I was talking to a friend a while back when I was feeling more pessimistic about humanity about the movement of civilization out from its origins. I told her maybe it would have been better if we'd never left the Messopotamia or wherever it was that we all started off. There were wars back then, sure, but the damages seem globally smaller and the differences between people's beliefs seems less pronounced. I don't know. There had to have been a moment, so many years ago, when everyone in the middle east was the same religion. And what is it about those particular religions in that location that made so much friction? In other parts of the world we don't have too much trouble living with people of different religions. I don't get it.

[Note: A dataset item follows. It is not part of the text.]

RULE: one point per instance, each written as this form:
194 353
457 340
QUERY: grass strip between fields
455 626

We get mad at people that take this stuff so lightly, that act ignorant like little kids, but maybe the world would be a better place if we held on to the innocent lack of prejudice that we have in childhood and didn't develop all of these complicated biases and hatreds. I think that in The Lord of the Flies by the end of the book the kids are not kids anymore; they have somewhat grown up. But the way they are at the beginning, before the development of division and the capacity for true evil, that is the way that we should be.
That said, I'm not too optimistic. We are not just watching India burn; we're watching the whole world burn. And it's not just technology-aided terrorists; as the Joker says in The Dark Knight, all it takes to turn a city upside down and against itself is one person and a few cans of gasoline. In some ways I think organized terror is a lot less frightening and more sensible than the isolated, senseless crimes I read about on the news such as that one in Canada or something earlier this year when this guy that had never really done anything wrong before randomly took leave of his job and decapitated the guy sitting next to him on the bus, who he didn't even know, for not apparent reason. I guess the idea that people can act in horrible ways for conceivable reasons is less frightening than people acting in horrible ways for inconceivable or nonexistent reasons. The first gives me more faith in humanity and in the revision of such actions. If you believe in something, at least you have some kind of conscience, and it seems like people like that guy on the bus don't have that. Now that scares me.
To end on the bright side, though, the worst in some people does bring out the best in others. Through the worst tragedies we've experienced, we've also experienced the most compassionate efforts of ameleoration. Although I think the 9/11 aftermath was negative in that it involved a lot of hatred towards a terrorist group, which really made us terrorists as well, I think in a way it was really amazing that the whole nation was united together in cleaning up the mess made by the attacks. Irrespective of feelings towards Afghanistan or Iraq or whoever the government wanted to pin the blame on, we truly had a united feeling of compassion for those people in New York as is evidenced by the iconic firefighter as a hero.
I think, really, that that is the only thing holding us together. No matter how terrible we get, those who are not terrible become better, and it provides enough balance that we don't spin completely out of control. However, who knows what's coming.